We interviewed Massimo Reverberi, founder of Bugsolutely
Did you decide to become an entrepreneur in the field of edible insects when you were in Thailand? Or did you come up with this idea in Italy and then you moved for other reasons?
It’s something I’ve decided to do in Thailand. The idea arose long before, from a research carried out on behalf of a person who was interested in business related to insects. But the Western market of edible insects developed later, I would say in the middle of 2015, and that’s when I founded the company.
Tell us something more about the project Bugsolutely and the products you sell.
Bugsolutely is one of the many edible insects company, but is one of the few, if not the only one, offering pasta among its products. We know that of a couple of other companies have been advertising pasta made from cricket flour, but their product does not seem to be marketed yet. Cricket flour has great nutritional value, and compared to other insects, the cricket seems to meet an easier acceptance among western consumers and their cultural taboos.
Where do you find the raw material?
On the one hand there are flour cricket producers in Canada and USA, but their prices are extremely high. On the other hand there are the producers in Thailand: here the cost of agricultural land and labor is much lower, the temperature is perfect (while in Canada heating is necessary), therefore cricket flour costs three times less. Local producers possess international certifications and follow international standards in terms of food safety. Western Countries represent their market so they aim at developing a product that respects American and European requirements.
Did you face any bureaucratic or legal obstacle to launch your business?
Thailand is a very bureaucratic country, similarly to Italy, and in some cases it is even more complex. However we obtained the approval for Cricket Pasta from the Food and Drug Administration (FDA), our suppliers are registered and FDA, GMP and HACCP approved.
What kind of market have edible insects in Thailand?
As in the majority of Asian countries (and I suppose even in African and South American ones) insects are usually fried and flavored with spices. Asians conceive them especially as a snack, but there are also a few eastern cuisine recipes involving the use of an insect. In Thailand insects consumption amounts to nearly 7.000 tonnes per year and the takings for the farmers who raise them is over 30 million dollars. On our blog there are some articles that give an idea of this world, which is strange for us, but normal for millions of non-western people.
What will be your target market?
The product was launched in December 2015. We will focus primarily on the USA and some European Countries. The Americans are open-minded and curious towards foods, and therefore are used to multicultural cuisine from around the world. The American wealthy class is sensitive to environmental issues. We should not forget that the reasons to eat proteins derived from insects are mainly two: they are healthier and require far fewer resources to be produced, sometimes ten times less resources than the ones needed to raise a beef. We will contact European distributors that have revised their legislation in order to admit edible insects. Moreover, anyone who wants to buy a Cricket Pasta can do it on our website, because we ship worldwide.

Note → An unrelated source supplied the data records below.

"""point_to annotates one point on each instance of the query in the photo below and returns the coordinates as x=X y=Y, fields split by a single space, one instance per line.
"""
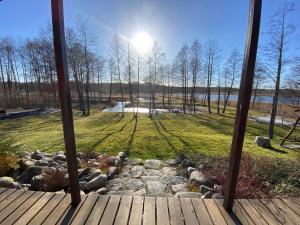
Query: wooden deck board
x=14 y=216
x=12 y=207
x=33 y=208
x=124 y=211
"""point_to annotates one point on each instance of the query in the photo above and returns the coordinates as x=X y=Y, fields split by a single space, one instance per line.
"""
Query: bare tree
x=231 y=73
x=279 y=32
x=212 y=52
x=195 y=67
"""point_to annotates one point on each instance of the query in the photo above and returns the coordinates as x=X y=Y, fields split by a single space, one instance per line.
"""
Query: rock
x=84 y=172
x=33 y=171
x=180 y=157
x=122 y=155
x=53 y=164
x=141 y=192
x=24 y=154
x=134 y=184
x=146 y=179
x=208 y=194
x=112 y=172
x=94 y=173
x=41 y=163
x=15 y=173
x=198 y=178
x=6 y=182
x=101 y=191
x=37 y=155
x=94 y=164
x=179 y=188
x=25 y=163
x=191 y=169
x=169 y=171
x=156 y=187
x=217 y=196
x=96 y=183
x=16 y=185
x=38 y=183
x=59 y=157
x=171 y=162
x=183 y=173
x=153 y=172
x=171 y=180
x=263 y=142
x=137 y=171
x=204 y=189
x=188 y=195
x=153 y=164
x=82 y=185
x=78 y=162
x=116 y=184
x=187 y=163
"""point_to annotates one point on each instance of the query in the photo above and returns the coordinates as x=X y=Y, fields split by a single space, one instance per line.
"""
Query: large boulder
x=37 y=155
x=198 y=178
x=96 y=183
x=204 y=189
x=59 y=158
x=134 y=184
x=137 y=171
x=179 y=188
x=263 y=142
x=25 y=163
x=6 y=182
x=34 y=171
x=153 y=164
x=156 y=187
x=38 y=183
x=169 y=171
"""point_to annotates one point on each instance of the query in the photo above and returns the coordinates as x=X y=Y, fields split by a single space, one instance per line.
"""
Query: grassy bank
x=160 y=137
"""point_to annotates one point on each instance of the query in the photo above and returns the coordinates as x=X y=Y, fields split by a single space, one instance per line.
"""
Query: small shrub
x=8 y=159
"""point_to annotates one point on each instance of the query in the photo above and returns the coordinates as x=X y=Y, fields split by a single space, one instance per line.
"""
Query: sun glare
x=143 y=42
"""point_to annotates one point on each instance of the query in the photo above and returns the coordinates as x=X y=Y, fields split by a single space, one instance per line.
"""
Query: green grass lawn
x=160 y=137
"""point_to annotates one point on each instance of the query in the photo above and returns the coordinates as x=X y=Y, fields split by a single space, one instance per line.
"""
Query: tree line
x=123 y=73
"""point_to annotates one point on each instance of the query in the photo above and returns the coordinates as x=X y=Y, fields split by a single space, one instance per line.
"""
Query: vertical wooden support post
x=243 y=101
x=65 y=96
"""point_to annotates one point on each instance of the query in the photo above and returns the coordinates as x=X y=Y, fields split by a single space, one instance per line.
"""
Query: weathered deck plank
x=136 y=213
x=110 y=211
x=12 y=207
x=188 y=212
x=33 y=208
x=124 y=211
x=14 y=216
x=98 y=210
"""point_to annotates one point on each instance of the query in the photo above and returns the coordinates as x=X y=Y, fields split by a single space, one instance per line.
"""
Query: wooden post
x=243 y=101
x=65 y=96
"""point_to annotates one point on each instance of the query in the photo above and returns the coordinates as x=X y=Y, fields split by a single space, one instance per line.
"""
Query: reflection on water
x=119 y=106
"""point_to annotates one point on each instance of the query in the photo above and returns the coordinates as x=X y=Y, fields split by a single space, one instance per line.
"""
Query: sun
x=143 y=42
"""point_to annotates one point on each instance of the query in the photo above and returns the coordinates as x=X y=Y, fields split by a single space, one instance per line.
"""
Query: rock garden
x=112 y=175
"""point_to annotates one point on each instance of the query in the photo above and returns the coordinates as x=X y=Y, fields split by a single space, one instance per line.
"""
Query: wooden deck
x=28 y=207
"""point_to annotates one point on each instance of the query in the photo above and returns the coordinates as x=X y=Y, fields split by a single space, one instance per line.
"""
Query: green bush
x=8 y=159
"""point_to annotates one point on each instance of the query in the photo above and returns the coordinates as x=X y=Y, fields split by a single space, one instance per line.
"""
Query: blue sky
x=170 y=22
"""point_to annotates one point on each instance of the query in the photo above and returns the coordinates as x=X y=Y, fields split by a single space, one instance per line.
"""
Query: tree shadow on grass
x=272 y=148
x=99 y=142
x=37 y=126
x=184 y=142
x=112 y=124
x=129 y=146
x=161 y=134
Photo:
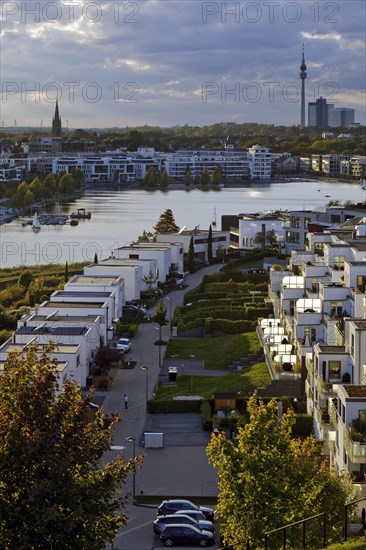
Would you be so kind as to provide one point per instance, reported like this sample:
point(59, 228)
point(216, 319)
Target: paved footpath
point(173, 470)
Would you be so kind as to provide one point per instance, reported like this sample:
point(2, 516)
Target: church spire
point(56, 122)
point(302, 77)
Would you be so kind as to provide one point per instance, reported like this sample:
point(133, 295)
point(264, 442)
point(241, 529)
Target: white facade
point(83, 283)
point(132, 275)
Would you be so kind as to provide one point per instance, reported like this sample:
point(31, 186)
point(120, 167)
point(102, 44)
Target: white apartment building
point(260, 161)
point(321, 304)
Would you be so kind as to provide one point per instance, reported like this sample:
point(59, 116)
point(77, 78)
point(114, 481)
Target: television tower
point(302, 77)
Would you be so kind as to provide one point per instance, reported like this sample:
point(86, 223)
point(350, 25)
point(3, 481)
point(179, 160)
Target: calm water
point(118, 217)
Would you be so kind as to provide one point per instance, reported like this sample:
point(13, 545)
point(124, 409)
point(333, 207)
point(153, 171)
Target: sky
point(176, 62)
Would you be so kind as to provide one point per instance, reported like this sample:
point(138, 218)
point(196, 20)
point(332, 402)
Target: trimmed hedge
point(174, 406)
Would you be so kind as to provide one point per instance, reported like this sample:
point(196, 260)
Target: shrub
point(206, 417)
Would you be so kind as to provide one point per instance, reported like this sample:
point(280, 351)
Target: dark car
point(173, 505)
point(182, 519)
point(186, 534)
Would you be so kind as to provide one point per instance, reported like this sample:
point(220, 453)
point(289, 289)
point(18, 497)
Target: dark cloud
point(171, 50)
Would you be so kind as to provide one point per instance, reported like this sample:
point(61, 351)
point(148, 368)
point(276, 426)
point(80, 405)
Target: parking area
point(138, 533)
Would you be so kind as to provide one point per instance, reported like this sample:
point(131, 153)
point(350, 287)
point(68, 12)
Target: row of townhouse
point(78, 317)
point(334, 164)
point(291, 228)
point(320, 315)
point(127, 167)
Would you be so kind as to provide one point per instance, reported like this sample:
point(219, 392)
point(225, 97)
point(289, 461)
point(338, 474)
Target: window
point(292, 237)
point(295, 221)
point(319, 249)
point(338, 262)
point(336, 309)
point(334, 368)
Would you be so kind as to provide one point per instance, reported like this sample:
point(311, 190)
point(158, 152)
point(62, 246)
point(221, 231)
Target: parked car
point(195, 514)
point(182, 519)
point(134, 307)
point(124, 344)
point(186, 534)
point(173, 505)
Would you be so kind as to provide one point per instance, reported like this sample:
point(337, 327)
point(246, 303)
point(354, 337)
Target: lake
point(120, 216)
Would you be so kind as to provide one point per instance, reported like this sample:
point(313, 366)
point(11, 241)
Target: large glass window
point(334, 368)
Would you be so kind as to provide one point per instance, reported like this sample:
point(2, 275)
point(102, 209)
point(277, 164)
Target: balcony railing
point(333, 413)
point(355, 449)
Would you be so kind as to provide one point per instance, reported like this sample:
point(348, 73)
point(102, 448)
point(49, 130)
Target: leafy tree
point(160, 314)
point(190, 255)
point(216, 175)
point(50, 183)
point(36, 186)
point(188, 177)
point(146, 237)
point(105, 356)
point(150, 281)
point(209, 244)
point(166, 223)
point(205, 177)
point(269, 479)
point(270, 238)
point(56, 491)
point(25, 278)
point(164, 182)
point(28, 198)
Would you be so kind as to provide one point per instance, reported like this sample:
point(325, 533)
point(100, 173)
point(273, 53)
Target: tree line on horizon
point(290, 139)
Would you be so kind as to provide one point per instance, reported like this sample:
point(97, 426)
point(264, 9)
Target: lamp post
point(170, 311)
point(159, 329)
point(130, 438)
point(146, 369)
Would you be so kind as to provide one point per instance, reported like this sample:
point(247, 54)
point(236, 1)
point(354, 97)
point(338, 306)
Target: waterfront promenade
point(174, 470)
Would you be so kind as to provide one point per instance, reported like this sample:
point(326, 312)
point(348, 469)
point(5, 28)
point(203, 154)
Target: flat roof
point(95, 279)
point(57, 331)
point(355, 391)
point(332, 349)
point(59, 348)
point(64, 305)
point(96, 293)
point(113, 262)
point(55, 317)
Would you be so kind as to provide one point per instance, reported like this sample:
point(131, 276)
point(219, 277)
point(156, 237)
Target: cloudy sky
point(175, 62)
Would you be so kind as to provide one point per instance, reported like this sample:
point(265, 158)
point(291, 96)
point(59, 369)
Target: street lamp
point(159, 329)
point(170, 311)
point(146, 369)
point(130, 438)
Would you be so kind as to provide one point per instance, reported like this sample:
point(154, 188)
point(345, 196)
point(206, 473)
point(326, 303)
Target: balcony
point(332, 411)
point(356, 450)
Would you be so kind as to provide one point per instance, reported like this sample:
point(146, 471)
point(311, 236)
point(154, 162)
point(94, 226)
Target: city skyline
point(173, 63)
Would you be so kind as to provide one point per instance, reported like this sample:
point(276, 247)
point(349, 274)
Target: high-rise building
point(341, 117)
point(56, 123)
point(302, 77)
point(318, 113)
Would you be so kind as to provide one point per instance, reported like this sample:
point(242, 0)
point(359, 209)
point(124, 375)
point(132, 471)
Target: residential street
point(177, 470)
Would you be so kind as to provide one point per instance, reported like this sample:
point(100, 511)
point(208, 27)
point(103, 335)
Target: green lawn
point(217, 353)
point(205, 386)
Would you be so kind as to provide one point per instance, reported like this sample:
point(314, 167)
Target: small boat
point(36, 226)
point(81, 214)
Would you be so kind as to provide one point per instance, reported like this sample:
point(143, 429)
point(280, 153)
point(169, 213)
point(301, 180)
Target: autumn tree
point(146, 237)
point(56, 489)
point(268, 479)
point(166, 223)
point(150, 281)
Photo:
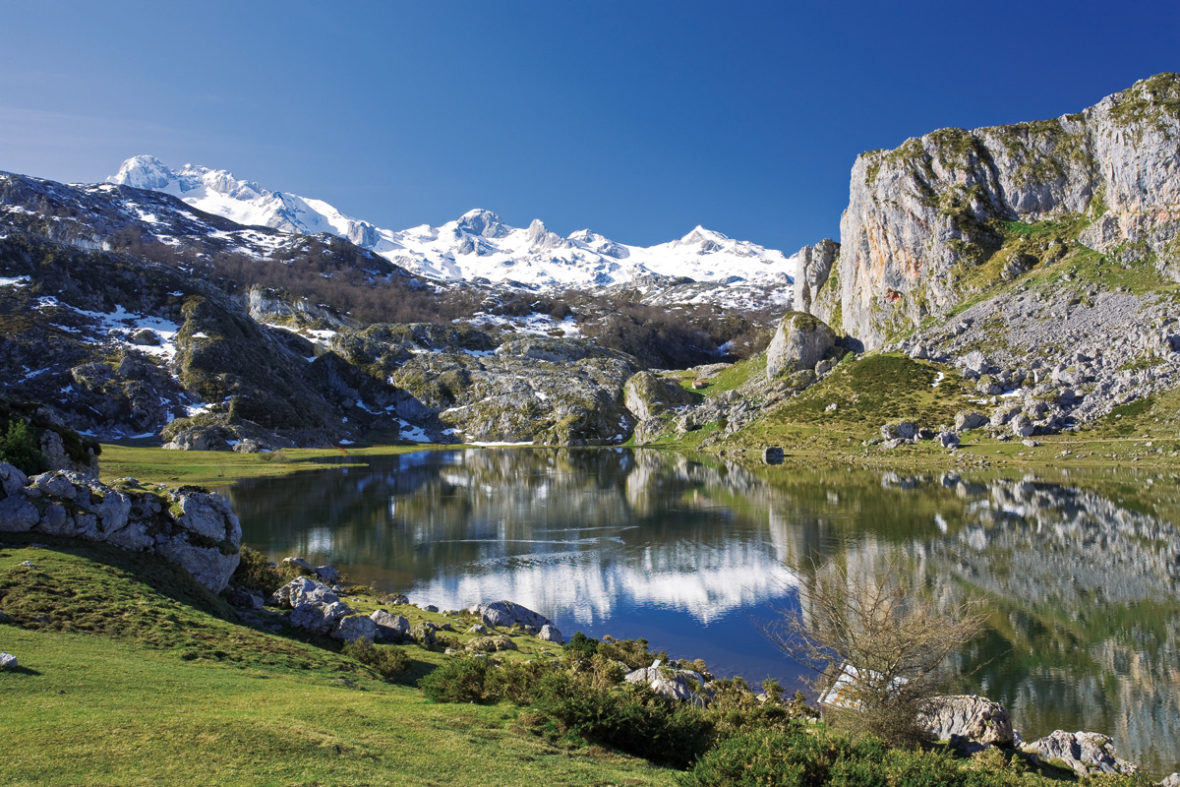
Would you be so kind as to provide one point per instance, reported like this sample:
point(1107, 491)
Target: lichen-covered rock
point(647, 395)
point(814, 268)
point(389, 628)
point(1083, 753)
point(549, 633)
point(504, 614)
point(355, 628)
point(666, 681)
point(799, 343)
point(196, 530)
point(922, 214)
point(970, 717)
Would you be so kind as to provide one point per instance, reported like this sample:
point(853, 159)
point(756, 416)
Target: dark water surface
point(1082, 587)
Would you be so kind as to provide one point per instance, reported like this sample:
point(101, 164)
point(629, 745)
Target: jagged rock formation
point(799, 343)
point(192, 529)
point(922, 217)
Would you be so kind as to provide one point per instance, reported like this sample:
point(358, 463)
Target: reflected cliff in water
point(1083, 591)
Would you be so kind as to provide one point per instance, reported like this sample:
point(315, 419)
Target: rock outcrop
point(968, 717)
point(799, 343)
point(1083, 753)
point(920, 217)
point(191, 528)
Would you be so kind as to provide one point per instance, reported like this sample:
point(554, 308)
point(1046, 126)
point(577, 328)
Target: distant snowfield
point(477, 247)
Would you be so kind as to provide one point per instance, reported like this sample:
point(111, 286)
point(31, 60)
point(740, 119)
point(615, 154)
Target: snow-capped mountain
point(477, 247)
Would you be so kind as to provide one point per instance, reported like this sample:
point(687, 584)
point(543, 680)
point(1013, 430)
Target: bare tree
point(879, 646)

Do you think that this sector will grow rapidly in Europe?
Absolutely yes. Market research and tests carried out during events (such as the Expo in Milan) indicate that more than a third of people eat a bug without any problem. When a bug becomes flour and is just one of the ingredients of a food, the majority is not restrained by cultural taboos. As for pasta, the fact that it is boiled and seasoned helps overcome the psychological block linked to entomophagy. We count also on the Nordic countries for their sensitivity to ecological issues.
Will edible insects make it harder than elsewhere to be accepted as food In Italy?
Italy is characterized by a traditional mentality, and this is even more marked in the field of food. It represents one of the worst places to experiment novel food requiring curiosity towards the tastes of the rest of the world. But in the past there have been exceptions, such as sushi. Few would imagine such a widespread diffusion of unusual flavors like horseradish and a massive consumption of raw fish. There are also pioneers: in France, edible insects are earning more and more success, even if France is traditionalist.
Italian companies will probably have an advantage over their competitors, as usually happens in the food and wine sector?
I fear that Italian companies will find it difficult to enter this market for a long time. The European Community seems to be really slow in regulating this sector, and in case individual Countries will have the faculty to further specify what is allowed and what is not, Italy may be at the very bottom. Instead, Belgium, Netherlands, United Kingdom and now maybe Spain decided not to follow the EU timing, and gave a substantial go-ahead to edible insects.
How would you define the business of Bugsolutely, if I made you the question ten years?
Funny and profitable. Funny because it’s not often one discovers new things, finds market niches, invents products and is also useful from an ecological point of view. Profitable because despite many skeptics, the insect-based food market will grow, and the ones who believed in it from the very beginning will see significant returns on the investments they made.